8. Il résulte de ce qui précède que le recours est mal fondé et doit être rejeté. L’assistance judiciaire peut être accordée à la recourante pour la procédure de recours. Les frais judiciaires de cette procédure seront cependant mis à sa charge. Il n’y a pas lieu à octroi de dépens, l’intimé n’ayant d’ailleurs pas pris de conclusions en ce sens.
Par ces motifs, la Cour des mesures de protection de l'enfant et de l'adulte
1. Accorde l'assistance judiciaire à la recourante pour la procédure de recours.
2. Rejette le recours.
3. Met à la charge de la recourante les frais de la procédure de recours, arrêtés à 600 francs, sans dépens.

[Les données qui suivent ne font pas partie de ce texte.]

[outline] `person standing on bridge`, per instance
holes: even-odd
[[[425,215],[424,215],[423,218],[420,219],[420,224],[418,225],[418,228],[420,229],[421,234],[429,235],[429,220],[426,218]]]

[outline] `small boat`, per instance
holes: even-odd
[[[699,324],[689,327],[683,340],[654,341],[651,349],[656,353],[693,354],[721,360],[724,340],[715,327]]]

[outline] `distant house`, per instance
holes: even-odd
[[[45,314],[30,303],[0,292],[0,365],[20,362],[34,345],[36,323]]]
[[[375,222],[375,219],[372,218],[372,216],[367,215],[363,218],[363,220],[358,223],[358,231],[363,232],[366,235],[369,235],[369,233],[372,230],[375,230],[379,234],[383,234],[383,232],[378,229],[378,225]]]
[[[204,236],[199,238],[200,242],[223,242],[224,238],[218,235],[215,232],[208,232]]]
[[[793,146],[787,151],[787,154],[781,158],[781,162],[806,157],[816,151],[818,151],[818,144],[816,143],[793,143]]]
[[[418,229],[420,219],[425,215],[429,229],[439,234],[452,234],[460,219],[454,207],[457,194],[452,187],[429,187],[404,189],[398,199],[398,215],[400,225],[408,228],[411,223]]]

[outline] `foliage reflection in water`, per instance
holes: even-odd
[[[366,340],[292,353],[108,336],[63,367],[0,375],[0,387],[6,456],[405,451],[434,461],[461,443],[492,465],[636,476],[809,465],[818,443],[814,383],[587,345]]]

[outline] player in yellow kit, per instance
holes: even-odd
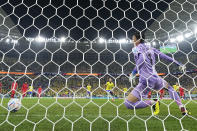
[[[112,101],[114,101],[114,94],[112,92],[112,88],[114,88],[114,83],[112,82],[111,78],[109,78],[109,81],[105,84],[105,86],[106,86],[106,92],[108,93],[108,96],[110,94],[112,97]]]
[[[87,94],[88,94],[88,97],[90,97],[90,94],[91,94],[91,85],[90,84],[88,84],[87,85]]]

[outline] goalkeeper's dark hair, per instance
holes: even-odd
[[[136,32],[134,36],[136,37],[137,40],[140,39],[140,43],[144,43],[145,40],[144,32]]]

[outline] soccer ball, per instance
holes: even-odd
[[[10,99],[8,102],[8,110],[11,112],[17,112],[21,108],[21,101],[17,98]]]

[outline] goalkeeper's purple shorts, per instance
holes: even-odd
[[[149,79],[140,79],[139,84],[132,90],[131,94],[141,100],[145,98],[148,92],[152,89],[159,91],[164,88],[165,81],[159,76],[152,76]]]

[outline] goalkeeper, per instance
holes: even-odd
[[[128,109],[140,109],[153,105],[154,115],[159,113],[159,101],[158,100],[142,100],[144,96],[147,96],[150,89],[159,91],[164,87],[168,87],[168,92],[171,99],[175,100],[179,109],[183,115],[187,113],[185,107],[181,103],[181,99],[177,92],[161,77],[157,75],[155,70],[155,58],[159,56],[162,59],[174,62],[179,66],[180,70],[184,70],[182,66],[177,61],[173,60],[171,57],[161,53],[155,48],[148,47],[144,44],[144,35],[136,33],[132,37],[134,42],[134,58],[136,62],[136,67],[132,71],[130,80],[135,84],[135,75],[139,73],[139,84],[132,90],[125,100],[125,106]]]

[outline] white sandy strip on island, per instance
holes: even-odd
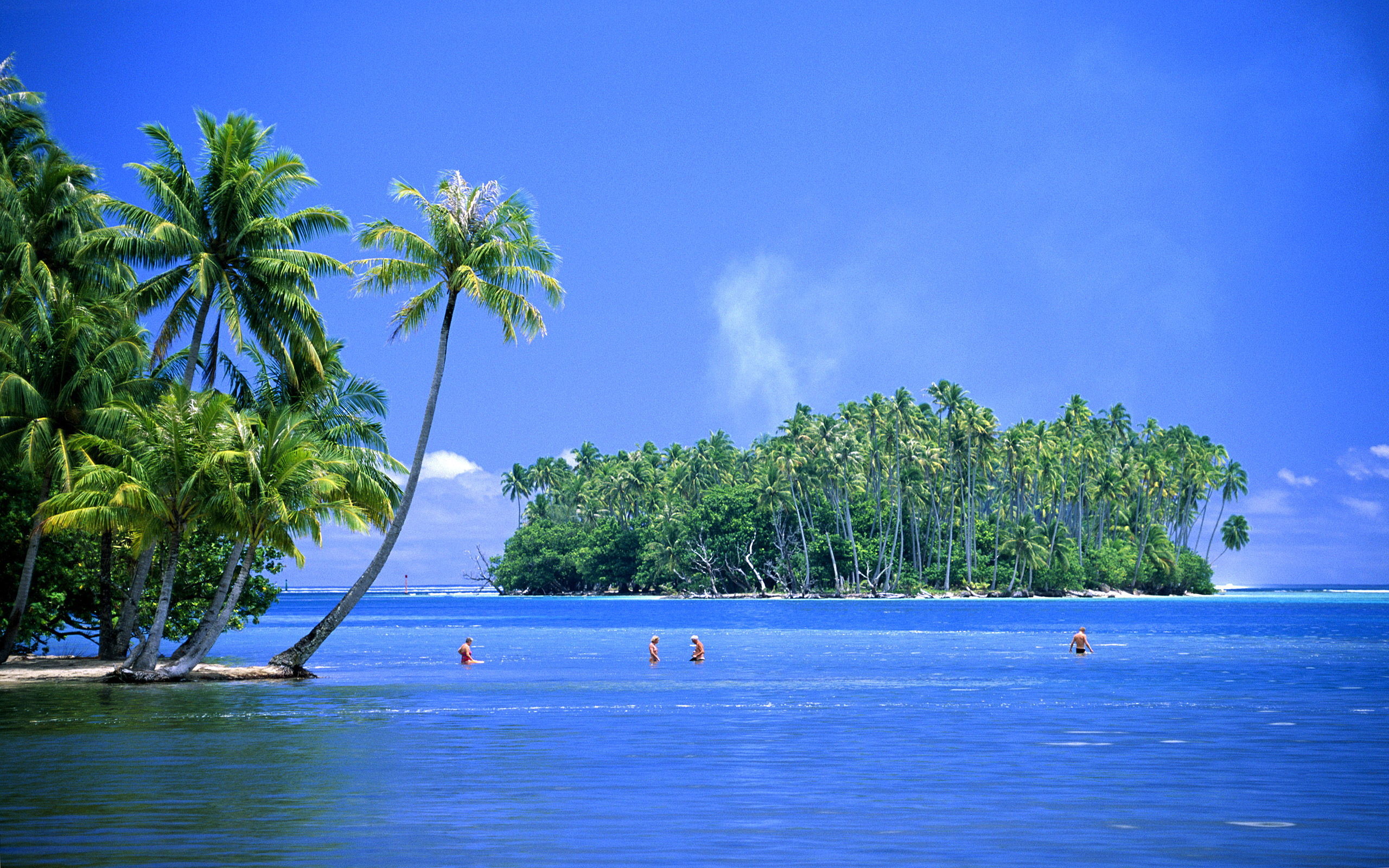
[[[40,681],[99,682],[111,674],[118,660],[96,657],[11,657],[0,665],[0,685],[22,685]],[[215,662],[199,664],[183,681],[251,681],[285,678],[278,667],[224,667]]]

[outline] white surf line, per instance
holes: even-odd
[[[1281,819],[1226,819],[1225,822],[1232,826],[1250,826],[1253,829],[1286,829],[1288,826],[1297,825]]]

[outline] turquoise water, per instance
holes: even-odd
[[[318,681],[0,689],[0,860],[1389,865],[1386,664],[1389,594],[371,596]]]

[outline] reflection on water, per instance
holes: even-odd
[[[0,689],[0,858],[1383,865],[1386,628],[1357,594],[372,597],[318,681]]]

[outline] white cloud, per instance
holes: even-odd
[[[1356,512],[1360,512],[1365,518],[1376,518],[1383,510],[1383,506],[1378,500],[1361,500],[1358,497],[1342,497],[1340,503],[1346,504]]]
[[[1346,454],[1338,458],[1340,469],[1346,471],[1351,479],[1363,482],[1371,476],[1381,476],[1389,479],[1389,462],[1382,458],[1389,457],[1389,446],[1371,446],[1371,457],[1365,457],[1364,453],[1356,449],[1347,449]]]
[[[1315,476],[1299,476],[1297,474],[1292,472],[1286,467],[1283,469],[1278,471],[1278,478],[1282,479],[1283,482],[1286,482],[1288,485],[1292,485],[1292,486],[1317,485]]]
[[[1254,492],[1240,504],[1245,512],[1251,515],[1292,515],[1293,508],[1288,503],[1288,492],[1268,490]]]
[[[786,414],[797,397],[796,372],[786,346],[772,335],[767,308],[786,283],[786,260],[758,256],[735,262],[714,285],[718,314],[720,364],[728,396],[735,404],[763,403]]]
[[[476,474],[482,468],[468,461],[458,453],[446,449],[425,453],[424,467],[419,469],[421,479],[453,479],[463,474]]]

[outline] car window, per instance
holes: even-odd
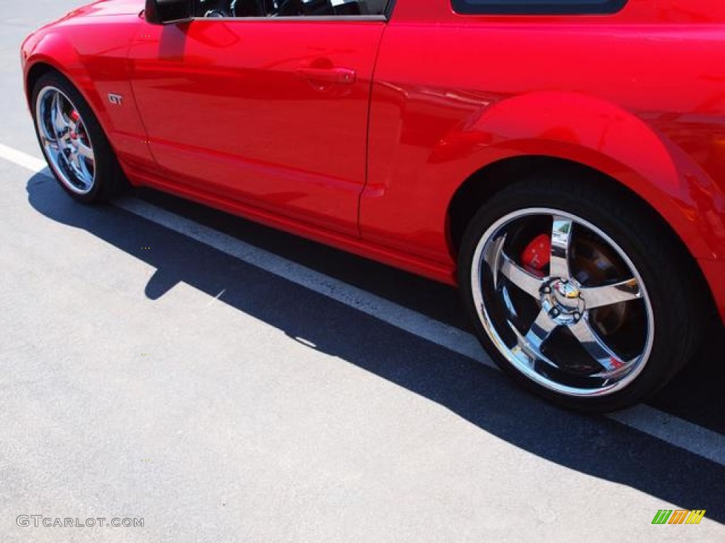
[[[627,0],[452,0],[453,9],[464,14],[587,14],[616,13]]]
[[[389,0],[196,0],[206,17],[384,15]]]

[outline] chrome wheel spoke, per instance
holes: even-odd
[[[508,324],[517,338],[516,345],[512,350],[514,354],[523,353],[531,363],[537,360],[541,360],[552,366],[555,366],[553,362],[542,353],[542,347],[546,342],[547,340],[551,337],[552,332],[556,329],[558,326],[550,318],[546,311],[544,310],[539,311],[526,334],[522,334],[510,322]]]
[[[48,162],[58,180],[76,194],[87,194],[96,182],[93,142],[78,108],[55,87],[46,87],[36,103],[38,131]]]
[[[549,264],[549,275],[552,277],[568,279],[571,277],[569,272],[569,248],[571,245],[572,224],[571,219],[553,216]]]
[[[642,295],[639,283],[634,277],[604,287],[582,287],[580,292],[588,309],[639,300]]]
[[[627,366],[628,361],[623,360],[602,340],[586,318],[570,326],[569,329],[584,350],[604,368],[604,373],[599,374],[598,376],[609,376]]]
[[[56,93],[55,96],[53,98],[53,104],[51,106],[53,126],[55,128],[56,135],[59,138],[70,127],[68,121],[63,116],[61,100],[60,93]]]
[[[82,142],[78,145],[78,154],[91,163],[95,160],[93,149]]]
[[[505,253],[501,253],[499,272],[526,294],[539,299],[539,291],[544,282],[526,272]]]

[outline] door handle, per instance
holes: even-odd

Neuchâtel, le 8 janvier 2018
Art. 2731 CC
Relations personnelles
Père, mère et enfant
Principe
1 Le père ou la mère qui ne détient pas l'autorité parentale ou la garde ainsi que l'enfant mineur ont réciproquement le droit d'entretenir les relations personnelles indiquées par les circonstances.
2 Lorsque l'exercice ou le défaut d'exercice de ce droit est préjudiciable à l'enfant, ou que d'autres motifs l'exigent, l'autorité de protection de l'enfant peut rappeler les père et mère, les parents nourriciers ou l'enfant à leurs devoirs et leur donner des instructions.
3 Le père ou la mère peut exiger que son droit d'entretenir des relations personnelles avec l'enfant soit réglé.
1 Nouvelle teneur selon le ch. I 4 de la LF du 26 juin 1998, en vigueur depuis le 1er janv. 2000 (RO 1999 1118; FF 1996 I 1).